A couple of nights ago, the smoke detector in our bedroom
went off – for about 10 seconds. There
was no fire, no smoke — maybe something had wafted in through the open
window? We’ll never know. But at about 3:00 am I was torn out of a
sound sleep by the most terrifying shriek (something like a nuclear-powered
steam whistle) and every nerve in my body leapt to
super-adrenalized-flee-for-your-life status instantly.
Once we had peeled ourselves off the ceiling and sniffed the
entire house for whiffs of smoldering (there were none), we decided it was just
some flukey thing and that if there was any danger the other smoke detectors
would go off. And we settled back down
and tried to sleep.
Needless to say, it takes a little time (an hour or so) to
work down from super-adrenalized to nodding off. So, I lay there thinking “what if there
really had been a fire?” And I knew that
if I had woken to that blood-curdling alarm and found the room filled with
smoke, I would have no thought beyond getting myself, the family, and every
living creature out of the house as fast as possible: the husband, the college
kids – who happened to be home (note to self: take inventory of family members
before retiring for the night), the 4 cats, the fish in the 50-gallon aquarium?
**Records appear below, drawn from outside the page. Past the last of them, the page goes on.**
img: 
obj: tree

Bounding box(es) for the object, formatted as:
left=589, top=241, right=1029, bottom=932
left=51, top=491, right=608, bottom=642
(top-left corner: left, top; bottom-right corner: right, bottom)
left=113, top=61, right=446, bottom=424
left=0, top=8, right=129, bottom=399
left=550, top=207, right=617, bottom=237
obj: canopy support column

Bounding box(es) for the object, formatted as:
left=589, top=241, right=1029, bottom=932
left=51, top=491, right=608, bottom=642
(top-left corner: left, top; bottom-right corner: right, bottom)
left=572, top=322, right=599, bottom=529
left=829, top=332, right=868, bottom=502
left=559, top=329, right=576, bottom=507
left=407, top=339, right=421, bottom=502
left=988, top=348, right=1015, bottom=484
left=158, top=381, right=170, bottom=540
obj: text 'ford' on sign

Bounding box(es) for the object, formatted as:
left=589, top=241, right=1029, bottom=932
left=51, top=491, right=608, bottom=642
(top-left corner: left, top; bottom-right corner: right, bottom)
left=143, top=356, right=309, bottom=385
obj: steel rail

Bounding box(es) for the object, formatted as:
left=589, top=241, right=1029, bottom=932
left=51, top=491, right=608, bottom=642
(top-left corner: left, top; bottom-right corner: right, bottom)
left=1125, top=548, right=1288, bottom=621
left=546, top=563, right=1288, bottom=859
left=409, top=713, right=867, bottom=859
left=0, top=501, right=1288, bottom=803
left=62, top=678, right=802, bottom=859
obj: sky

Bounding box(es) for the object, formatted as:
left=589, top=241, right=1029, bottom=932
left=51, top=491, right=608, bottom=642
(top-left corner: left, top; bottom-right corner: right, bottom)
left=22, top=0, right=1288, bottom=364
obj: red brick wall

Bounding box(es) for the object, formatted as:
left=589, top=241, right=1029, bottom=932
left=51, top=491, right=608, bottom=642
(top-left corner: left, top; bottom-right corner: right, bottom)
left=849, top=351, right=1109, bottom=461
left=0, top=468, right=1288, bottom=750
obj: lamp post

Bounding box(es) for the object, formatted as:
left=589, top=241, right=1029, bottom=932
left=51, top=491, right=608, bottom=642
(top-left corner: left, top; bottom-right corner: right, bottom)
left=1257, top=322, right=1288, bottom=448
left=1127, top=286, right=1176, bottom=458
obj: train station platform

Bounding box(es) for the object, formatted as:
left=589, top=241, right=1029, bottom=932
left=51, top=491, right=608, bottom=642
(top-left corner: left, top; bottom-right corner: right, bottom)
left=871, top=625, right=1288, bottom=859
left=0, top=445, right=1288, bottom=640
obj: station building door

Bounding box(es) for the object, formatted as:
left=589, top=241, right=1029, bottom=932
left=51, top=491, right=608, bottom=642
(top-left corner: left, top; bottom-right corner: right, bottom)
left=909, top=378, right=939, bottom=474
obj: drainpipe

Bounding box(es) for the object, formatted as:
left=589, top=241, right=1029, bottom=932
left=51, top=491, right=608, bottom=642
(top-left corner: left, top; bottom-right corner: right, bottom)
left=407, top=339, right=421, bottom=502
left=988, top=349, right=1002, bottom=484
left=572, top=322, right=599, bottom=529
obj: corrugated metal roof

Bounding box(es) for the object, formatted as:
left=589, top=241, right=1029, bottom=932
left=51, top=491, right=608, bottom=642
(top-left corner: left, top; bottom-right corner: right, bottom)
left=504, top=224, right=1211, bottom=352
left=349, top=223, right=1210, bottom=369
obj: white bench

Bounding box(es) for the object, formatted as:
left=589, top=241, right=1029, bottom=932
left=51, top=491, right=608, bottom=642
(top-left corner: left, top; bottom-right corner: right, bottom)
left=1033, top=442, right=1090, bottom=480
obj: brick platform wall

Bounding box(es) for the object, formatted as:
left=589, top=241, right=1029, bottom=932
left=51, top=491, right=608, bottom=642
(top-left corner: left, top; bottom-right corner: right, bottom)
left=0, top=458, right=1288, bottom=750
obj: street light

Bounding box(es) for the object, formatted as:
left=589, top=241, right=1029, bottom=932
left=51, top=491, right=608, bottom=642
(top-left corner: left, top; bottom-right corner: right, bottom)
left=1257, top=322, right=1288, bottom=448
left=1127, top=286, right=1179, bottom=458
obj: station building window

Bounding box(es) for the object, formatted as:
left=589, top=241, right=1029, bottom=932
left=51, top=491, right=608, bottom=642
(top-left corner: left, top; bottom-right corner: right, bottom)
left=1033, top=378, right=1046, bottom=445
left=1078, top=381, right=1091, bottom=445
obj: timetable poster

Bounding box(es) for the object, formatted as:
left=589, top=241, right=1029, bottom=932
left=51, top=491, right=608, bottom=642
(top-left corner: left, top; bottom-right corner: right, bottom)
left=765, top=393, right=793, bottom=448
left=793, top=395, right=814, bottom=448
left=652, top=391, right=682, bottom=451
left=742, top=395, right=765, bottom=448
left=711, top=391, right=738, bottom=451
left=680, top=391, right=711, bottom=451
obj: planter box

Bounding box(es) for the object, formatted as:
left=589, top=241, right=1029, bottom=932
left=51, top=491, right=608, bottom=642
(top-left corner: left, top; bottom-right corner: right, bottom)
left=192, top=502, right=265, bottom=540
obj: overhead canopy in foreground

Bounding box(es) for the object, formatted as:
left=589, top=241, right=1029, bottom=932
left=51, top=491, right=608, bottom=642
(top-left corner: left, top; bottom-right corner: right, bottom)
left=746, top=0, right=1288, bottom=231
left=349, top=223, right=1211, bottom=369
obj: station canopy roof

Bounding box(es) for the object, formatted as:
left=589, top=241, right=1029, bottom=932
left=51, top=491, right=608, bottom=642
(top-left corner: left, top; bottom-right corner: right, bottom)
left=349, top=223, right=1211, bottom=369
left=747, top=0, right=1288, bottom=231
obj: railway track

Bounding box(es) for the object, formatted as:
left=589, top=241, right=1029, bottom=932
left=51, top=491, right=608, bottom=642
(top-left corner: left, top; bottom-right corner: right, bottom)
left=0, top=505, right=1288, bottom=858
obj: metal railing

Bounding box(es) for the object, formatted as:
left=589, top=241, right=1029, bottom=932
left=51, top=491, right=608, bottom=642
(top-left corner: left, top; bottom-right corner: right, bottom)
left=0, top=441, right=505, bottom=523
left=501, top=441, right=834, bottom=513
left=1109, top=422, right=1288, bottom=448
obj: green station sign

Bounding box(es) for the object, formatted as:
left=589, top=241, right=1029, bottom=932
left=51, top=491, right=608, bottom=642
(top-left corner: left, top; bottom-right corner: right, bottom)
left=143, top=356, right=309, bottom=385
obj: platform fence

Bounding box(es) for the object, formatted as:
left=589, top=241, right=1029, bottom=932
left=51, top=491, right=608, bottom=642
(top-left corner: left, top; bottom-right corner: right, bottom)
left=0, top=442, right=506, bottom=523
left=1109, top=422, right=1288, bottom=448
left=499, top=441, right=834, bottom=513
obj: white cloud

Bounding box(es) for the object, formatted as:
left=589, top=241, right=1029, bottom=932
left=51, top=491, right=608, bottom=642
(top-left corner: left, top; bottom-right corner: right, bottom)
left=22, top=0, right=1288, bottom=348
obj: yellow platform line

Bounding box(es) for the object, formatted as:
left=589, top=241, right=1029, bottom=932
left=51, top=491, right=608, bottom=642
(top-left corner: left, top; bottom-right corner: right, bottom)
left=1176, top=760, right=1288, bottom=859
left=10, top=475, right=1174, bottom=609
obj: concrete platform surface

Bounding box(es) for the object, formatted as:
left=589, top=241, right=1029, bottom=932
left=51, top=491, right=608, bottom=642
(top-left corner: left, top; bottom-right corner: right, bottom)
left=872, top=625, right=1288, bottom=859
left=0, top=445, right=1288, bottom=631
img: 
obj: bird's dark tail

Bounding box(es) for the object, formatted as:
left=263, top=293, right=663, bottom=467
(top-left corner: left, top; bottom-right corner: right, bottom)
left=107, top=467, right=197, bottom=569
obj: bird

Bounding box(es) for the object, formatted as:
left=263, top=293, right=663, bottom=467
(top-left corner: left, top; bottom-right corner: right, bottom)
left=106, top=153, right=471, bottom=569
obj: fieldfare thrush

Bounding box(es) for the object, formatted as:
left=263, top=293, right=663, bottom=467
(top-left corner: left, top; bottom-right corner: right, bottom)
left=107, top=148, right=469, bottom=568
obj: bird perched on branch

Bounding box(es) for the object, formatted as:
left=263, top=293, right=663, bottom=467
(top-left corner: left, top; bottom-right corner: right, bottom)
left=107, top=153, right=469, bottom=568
(someone later suggested that the punchbowl might be kept handy), the hermit
crab I could carry out in a pocket (note to self: sew pocket in nightie).
Me, them out of the house – that was it. Nothing else even registered.
Not my writings. Not the
photo albums. No computer, no jewelry,
no family heirlooms. No yarn. Not my knitted pieces – not my irreplaceable
one-of-a-kind knitted pieces! Nothing –
i.e. no thing – was going to make it
out of my burning house. Just me, the
family, the pets (hopefully the fish included).
Kind of eye-opening – how it can all go up in smoke quite
literally. Note to self: use the good
china, thumb through the photo albums, read your poems, wear the handknits.